Portuguese experimental trio 10 000 Russos released their fifth album Superinertia last week via Fuzz Club Records. Following on from 2019’s Kompromat and tour-dates around the UK, Europe and Mexico in support, the Porto-based band describe ‘Superinertia’ as a record addressing the “state of inertia that humans live in the West nowadays. It isn’t a record about the past or future. It’s about now.” This inertia, they say, is one deeply-rooted in the Western condition – in which ‘common sense’ masquerades political impotence, culture is largely dominated by pastiche and nostalgia and life itself is reduced to an endless cycle of work-consume-repeat.
For all that Superinertia might take aim at a world without motion, however, the same cannot be said of 10 000 Russos themselves. Not least because of the new sounds explored on this album, aided especially by the recent addition of synth player Nils Meisel to the line-up (who replaces former bassist André Coute). “The synths really opened up the sound of the band and gave more routes for the music to journey down”, drummer and vocalist João Pimenta explains: “The most important thing on this album was to not repeat ourselves, and to do so without sounding like a Zappa tribute band. I really think the old Russos are now buried and a new arc in our sound is coming to life.” Fundamentally, though, 10 000 Russos’ music has always been about as kinetic as it gets: a perpetually driving sonic force. At times on ‘Superinertia’ – beneath Pedro Pestana’s manipulated guitar squalls, new experiments with synths and tongue-in-cheek vocals that make you think Pimenta might just be Portugal’s answer to Mark E. Smith – you can still find hints of those same motorik rhythms that charged blissfully into the infinite on their earlier works.
Opening with ‘Station Europa’ they waste no time laying down the tracks for what is to come. The motorik beat grabs hold instantly and the lyrics offer a hint at their views on the current political state of the times in which we find ourselves. Pestana describes it as “a twisted anthem for the end of Europe, in which the once-sacred French words Liberté, Égalité and Fraternité are contradicted by a heritage of bureaucracy that gets in the way of a fellow member’s call for help.” ‘No more French words!’, Pimenta sarcastically quips, amongst such other lyrical highlights which I’ll let you discern for yourself but listen closely and have a good laugh at your own expense. ‘Saw the Damp’ is the most traditional sounding Russos track on the album; “the use of a bullet mic on the tom gives it this hypnotic West African polyrhythm, whilst pairing it with a Neu-esque guitar riff”, and when coupled with the opener, they act as a perfect bookends for how Russos sound is evolving.

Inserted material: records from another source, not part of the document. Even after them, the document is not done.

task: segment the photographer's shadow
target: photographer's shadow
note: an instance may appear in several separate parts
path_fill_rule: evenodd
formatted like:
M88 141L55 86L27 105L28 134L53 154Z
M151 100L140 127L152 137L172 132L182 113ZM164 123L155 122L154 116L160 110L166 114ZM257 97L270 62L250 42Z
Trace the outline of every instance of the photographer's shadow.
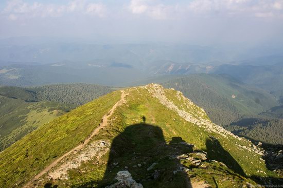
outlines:
M144 187L191 187L187 174L180 170L183 165L172 157L191 152L192 147L181 137L172 138L167 144L158 126L145 123L132 125L113 140L103 179L81 187L113 184L118 172L128 171Z

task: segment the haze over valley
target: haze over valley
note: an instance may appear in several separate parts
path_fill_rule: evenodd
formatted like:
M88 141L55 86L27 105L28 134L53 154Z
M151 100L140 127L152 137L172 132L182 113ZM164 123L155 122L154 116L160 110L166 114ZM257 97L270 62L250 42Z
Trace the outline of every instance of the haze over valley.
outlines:
M283 2L0 3L0 187L283 185Z

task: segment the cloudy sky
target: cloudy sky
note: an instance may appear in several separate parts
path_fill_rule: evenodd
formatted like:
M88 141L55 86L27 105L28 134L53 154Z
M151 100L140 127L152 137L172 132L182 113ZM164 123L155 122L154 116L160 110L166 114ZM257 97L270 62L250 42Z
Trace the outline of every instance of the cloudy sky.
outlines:
M118 42L282 42L283 0L10 0L0 38Z

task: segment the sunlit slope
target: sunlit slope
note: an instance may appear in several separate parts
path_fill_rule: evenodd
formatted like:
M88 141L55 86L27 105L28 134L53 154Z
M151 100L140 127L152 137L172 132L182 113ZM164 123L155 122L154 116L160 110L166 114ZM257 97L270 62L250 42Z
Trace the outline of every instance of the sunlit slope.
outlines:
M260 152L180 91L151 84L101 97L16 142L0 154L0 186L105 187L127 170L145 187L242 187L278 178Z
M275 97L268 92L228 75L192 74L162 85L182 91L220 125L229 124L243 116L256 115L277 105Z
M0 87L0 151L75 107L33 99L22 88Z
M0 186L23 186L56 157L75 147L99 124L120 97L114 92L46 124L0 154Z

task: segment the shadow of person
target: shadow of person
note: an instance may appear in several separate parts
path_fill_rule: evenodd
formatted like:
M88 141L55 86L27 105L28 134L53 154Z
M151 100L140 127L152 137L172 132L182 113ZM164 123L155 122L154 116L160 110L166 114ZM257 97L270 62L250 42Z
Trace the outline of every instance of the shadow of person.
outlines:
M223 162L235 173L244 177L246 176L244 171L238 162L225 150L219 141L215 137L207 139L205 145L209 159Z
M192 151L191 146L177 144L180 142L186 143L181 137L174 137L167 144L162 130L156 126L144 123L129 126L112 142L102 180L81 187L94 183L98 187L113 185L117 182L117 173L127 171L144 187L191 187L187 174L176 171L183 165L172 157Z

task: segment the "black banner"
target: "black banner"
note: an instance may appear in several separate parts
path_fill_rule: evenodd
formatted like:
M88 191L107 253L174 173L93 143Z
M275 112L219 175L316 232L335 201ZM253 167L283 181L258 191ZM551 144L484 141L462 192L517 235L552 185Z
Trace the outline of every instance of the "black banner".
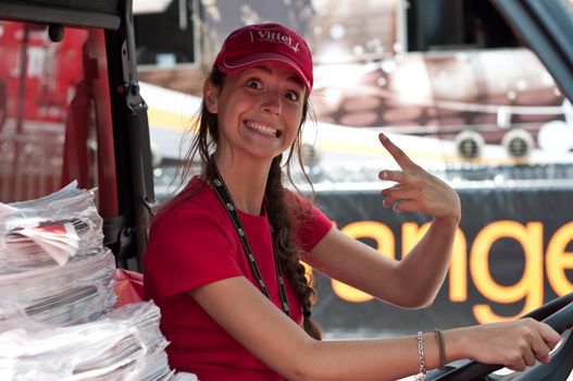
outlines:
M513 319L573 291L572 187L484 182L457 190L462 220L433 306L389 306L313 271L313 316L327 333L368 336ZM378 190L320 192L315 201L345 233L397 259L429 221L384 208Z

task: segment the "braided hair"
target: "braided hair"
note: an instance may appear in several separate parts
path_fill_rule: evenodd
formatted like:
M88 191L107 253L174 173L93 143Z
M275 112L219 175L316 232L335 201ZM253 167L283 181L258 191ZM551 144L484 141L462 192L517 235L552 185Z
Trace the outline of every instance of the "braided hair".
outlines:
M213 66L209 75L209 79L215 86L223 87L225 83L225 74L222 73L216 66ZM311 307L313 297L315 295L314 288L311 285L311 280L306 274L304 266L300 262L301 248L297 247L292 242L292 221L294 216L300 216L300 208L297 209L296 202L289 202L292 198L287 197L287 193L290 190L286 189L283 185L283 177L286 175L288 181L297 189L291 173L291 162L296 157L300 164L300 169L307 182L311 185L310 179L304 171L301 160L301 126L307 120L309 113L310 102L308 94L304 99L302 120L300 121L299 131L295 144L288 151L286 160L286 174L283 173L283 155L279 155L273 159L269 179L266 181L266 187L264 193L264 207L269 221L273 226L273 246L278 260L281 261L281 268L285 272L286 278L289 281L290 286L295 290L300 304L302 306L303 316L303 328L304 331L316 340L322 339L320 328L311 319ZM210 160L211 153L216 148L216 142L219 140L219 125L216 114L209 112L204 100L201 105L201 111L195 125L188 131L186 137L183 139L183 144L191 137L190 148L184 155L184 164L177 168L175 175L176 187L182 188L188 181L191 174L191 167L194 160L199 156L201 163L201 173L204 174L205 180L211 182L212 175L209 168L211 167ZM174 198L167 201L158 213L161 213L179 202L192 197L199 189L192 187L185 187ZM300 194L300 192L299 192ZM300 195L301 196L301 195Z

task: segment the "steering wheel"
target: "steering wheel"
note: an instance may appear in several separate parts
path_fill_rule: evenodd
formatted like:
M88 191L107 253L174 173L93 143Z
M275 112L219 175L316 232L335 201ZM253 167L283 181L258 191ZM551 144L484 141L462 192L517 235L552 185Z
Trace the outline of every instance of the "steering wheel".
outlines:
M570 330L573 328L573 292L543 305L522 318L533 318L549 324L563 336L563 340L560 346L551 354L551 361L548 365L537 362L535 366L525 369L518 378L512 374L511 380L566 380L573 369L573 361L571 361L573 356L573 330ZM564 332L565 334L563 334ZM427 373L426 380L498 380L500 378L487 377L487 374L501 368L503 368L502 365L470 361L459 368L448 369L446 367L444 370L433 370Z

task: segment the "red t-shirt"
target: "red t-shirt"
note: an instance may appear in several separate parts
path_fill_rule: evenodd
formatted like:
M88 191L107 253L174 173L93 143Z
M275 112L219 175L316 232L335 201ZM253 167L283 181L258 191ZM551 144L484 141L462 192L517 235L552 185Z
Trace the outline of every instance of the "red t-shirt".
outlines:
M161 309L160 328L171 342L166 348L170 365L177 371L196 373L201 381L282 380L186 293L238 275L259 288L237 232L215 193L198 177L189 186L197 190L191 198L153 221L145 256L145 297L153 299ZM294 242L310 251L328 232L332 222L304 199L291 193L288 199L308 211L295 220ZM266 216L240 210L238 214L271 299L281 308ZM300 324L300 302L284 279L291 318Z

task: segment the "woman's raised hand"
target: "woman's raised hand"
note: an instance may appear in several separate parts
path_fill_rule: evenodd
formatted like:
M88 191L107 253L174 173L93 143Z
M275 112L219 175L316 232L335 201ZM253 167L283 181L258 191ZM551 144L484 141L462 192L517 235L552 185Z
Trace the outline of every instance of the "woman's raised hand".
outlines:
M401 169L379 173L381 180L397 183L382 190L384 206L396 211L420 211L436 218L453 218L458 223L461 217L458 194L444 181L414 163L386 135L379 134L378 138Z
M461 357L518 371L536 360L549 362L549 352L561 339L551 327L531 318L459 328L444 334L446 351L459 349ZM452 346L448 348L450 337Z

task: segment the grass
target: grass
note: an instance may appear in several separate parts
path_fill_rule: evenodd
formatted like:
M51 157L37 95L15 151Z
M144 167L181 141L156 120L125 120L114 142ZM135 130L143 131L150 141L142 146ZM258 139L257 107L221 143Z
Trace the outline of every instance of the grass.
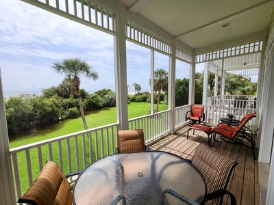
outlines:
M132 102L127 106L128 118L134 118L147 115L150 110L150 104L147 102ZM167 105L160 103L159 109L167 109ZM116 107L105 107L98 110L87 112L86 120L89 128L115 123ZM81 117L77 119L62 120L60 123L47 126L37 130L34 134L25 132L16 135L10 138L11 148L29 144L42 140L51 139L84 130Z
M166 110L168 108L167 105L161 103L159 105L159 109L160 111ZM128 105L128 115L129 119L137 118L139 116L142 116L147 115L150 110L150 104L147 102L132 102ZM86 120L88 128L95 128L98 126L101 126L103 125L115 123L116 122L116 107L108 107L103 108L99 110L95 110L92 111L89 111L86 113ZM31 135L29 132L21 133L15 136L12 136L10 139L10 148L15 148L23 145L29 144L32 143L37 142L42 140L51 139L53 137L59 137L77 131L83 131L84 126L82 124L82 118L78 118L77 119L62 120L60 123L57 123L55 124L47 126L47 127L42 128L34 132L33 135ZM103 136L106 135L105 131L103 133L98 133L98 147L100 148L101 146L101 142L103 143L104 148L106 147L107 143L111 146L111 141L107 141L106 138ZM102 137L103 136L103 137ZM92 141L95 138L95 136L92 136ZM86 142L86 149L88 150L88 140L87 137L84 137ZM76 170L76 159L79 159L80 169L84 169L84 166L83 165L83 149L82 143L79 144L79 154L76 156L75 150L75 140L81 141L82 138L81 136L77 137L76 138L73 138L70 139L68 143L70 146L70 149L68 151L67 143L65 141L62 141L60 145L60 150L59 149L59 146L58 143L52 144L52 152L53 152L53 160L58 162L59 161L60 152L62 153L62 161L63 162L63 170L64 173L66 174L68 173L68 154L71 154L71 161L72 161L72 169L73 170ZM115 139L114 139L115 140ZM114 141L114 143L116 141ZM42 162L45 162L49 159L49 152L48 146L41 146L42 158ZM95 150L95 144L92 144L92 150ZM73 150L73 151L71 151ZM32 166L32 179L34 180L40 172L39 167L39 160L37 148L33 148L29 150L29 155L31 158L31 166ZM89 153L86 154L89 155ZM101 153L99 153L101 155ZM105 153L105 156L106 153ZM92 159L89 159L89 156L86 156L88 160L88 163L90 163L95 160L95 153L92 153ZM22 187L22 192L24 193L29 187L29 184L27 177L27 169L26 155L25 152L19 152L17 154L18 165L19 167L19 175L21 178L21 186Z

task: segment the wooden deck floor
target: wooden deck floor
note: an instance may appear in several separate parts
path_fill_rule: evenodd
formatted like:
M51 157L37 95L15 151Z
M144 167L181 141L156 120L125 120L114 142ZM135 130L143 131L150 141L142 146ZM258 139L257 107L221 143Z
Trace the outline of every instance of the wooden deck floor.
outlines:
M171 152L191 159L197 146L201 143L207 144L208 138L203 132L195 131L191 135L192 131L190 131L187 139L188 128L186 126L166 137L151 146L151 149ZM227 143L220 139L216 141L212 140L211 149L238 163L227 186L227 189L235 195L237 204L260 204L258 162L253 159L251 149ZM223 204L230 204L227 197L224 198Z

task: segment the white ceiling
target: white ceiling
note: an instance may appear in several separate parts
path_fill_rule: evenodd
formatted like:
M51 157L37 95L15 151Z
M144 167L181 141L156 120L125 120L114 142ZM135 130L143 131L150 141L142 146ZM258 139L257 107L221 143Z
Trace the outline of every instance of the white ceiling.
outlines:
M274 8L274 0L118 1L195 49L266 31Z

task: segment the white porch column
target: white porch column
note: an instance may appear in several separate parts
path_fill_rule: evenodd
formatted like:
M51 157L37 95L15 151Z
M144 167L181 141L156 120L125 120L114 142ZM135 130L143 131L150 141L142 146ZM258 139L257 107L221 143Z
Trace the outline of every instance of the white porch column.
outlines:
M172 55L169 57L169 109L171 110L170 125L171 134L175 132L175 69L176 40L172 45Z
M208 62L205 63L205 68L203 70L203 105L206 105L206 100L208 98Z
M215 82L214 82L214 96L218 96L218 82L219 81L219 74L215 74Z
M193 64L190 65L190 77L189 78L189 93L188 104L193 105L195 99L195 73L196 73L196 61L195 55L193 55Z
M264 77L263 93L262 94L261 120L258 135L260 137L258 161L270 163L274 131L274 51L272 51L266 60L266 70ZM272 159L273 160L273 159Z
M115 87L116 102L116 118L120 129L128 129L127 118L127 58L125 41L125 8L117 2L116 31L114 36Z
M154 113L154 50L151 49L150 52L150 113Z
M15 204L15 189L0 69L0 204Z

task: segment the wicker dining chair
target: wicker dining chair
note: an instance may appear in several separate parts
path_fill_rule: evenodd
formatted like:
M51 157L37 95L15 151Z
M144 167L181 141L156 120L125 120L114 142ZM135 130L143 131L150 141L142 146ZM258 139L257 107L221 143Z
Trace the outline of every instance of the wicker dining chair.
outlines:
M205 120L205 113L203 112L204 106L200 105L193 105L191 110L186 113L186 121L191 120L191 124L200 124Z
M76 172L65 176L56 163L48 161L37 178L17 202L32 205L71 205L71 187L66 178L80 173Z
M222 204L225 194L230 196L230 204L236 204L234 195L227 187L236 161L213 152L204 144L199 146L192 163L203 175L207 186L206 204Z
M144 131L142 129L119 131L118 138L119 147L116 148L116 153L151 150L149 147L145 144Z

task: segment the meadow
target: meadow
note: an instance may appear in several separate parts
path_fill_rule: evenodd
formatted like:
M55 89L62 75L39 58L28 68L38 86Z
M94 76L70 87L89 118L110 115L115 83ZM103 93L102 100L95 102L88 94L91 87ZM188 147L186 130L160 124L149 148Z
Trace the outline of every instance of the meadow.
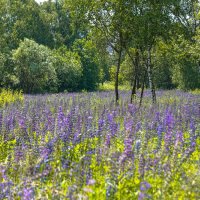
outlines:
M146 91L141 108L128 91L118 106L113 92L17 95L0 104L0 199L200 199L198 92L152 105Z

‘Super Inertia’ showcases the best the new line-up has to offer, with an expansive new sound flourish, which, musically, Pimenta describes frankly as “funky as f*ck with a 90s Summer of Love dance anthem ending.” It’s an injection of euphoric hedonism into a song (and album) that’s title acts as “a response or reaction to the forced halt we (the proverbial we: Man) have been subjected to lately and what we have been missing”, as Pestana puts it. It’s the type of track you always knew they were capable of, but for some reason never quite pictured them recording, yet here it is in eight minutes of glory and with the tour looming, this is the one that will fill floors with dancing bodies. ‘A House Full of Garbage’ is a slow burner, which – replete with sparse drum-machine and languid, jangling guitars – is the closest thing 10 000 Russos have ever done to a pop song. With lyrics like ‘It’s just you and your hope / It’s just you and your tiny home / Three cups, five forks and one knife, four thousand boxes / I can’t work in this house full of garbage’. It won’t be for everyone, but it is a poignant message of the times we have been through, those forced to work from home in less than ideal surroundings will surely relate.
Closing off is the cinematic epic ‘Mexicali/Calexico’, inspired by their stop at Mexicali on their 2019 Mexican tour. Pestana says of the song: “It’s a diptych about crossing from Mexico to the US. Mexicali (MX) and Calexico (US) would just be one city if there weren’t bars in between. It’s to do with being disillusioned with a dream – like you’re already in a sore state, leaving to a sort of promised land and after crossing everything still turns into crazy cowboy shit.” Like the neighbouring cities of its title, the song is divided into two separate but ultimately inseparable parts: Mexicali (sung in English) and Calexico (sung in Spanish). Mirroring the protagonist’s wandering journey across the border, the music itself only gets wilder and wilder. Beginning with atmospheric, desert-invoking guitars that bring to mind Ry Cooder’s ‘Paris, Texas’ soundtrack, the track soon enough builds into an unhinged, feedback-blasted Stooges beat interspersed with frantic banjo playing.
Not sure what there is left to say in summing this album up, it’s simply brilliant and you should go and listen to it – loud – and then go and see them live as soon as you can.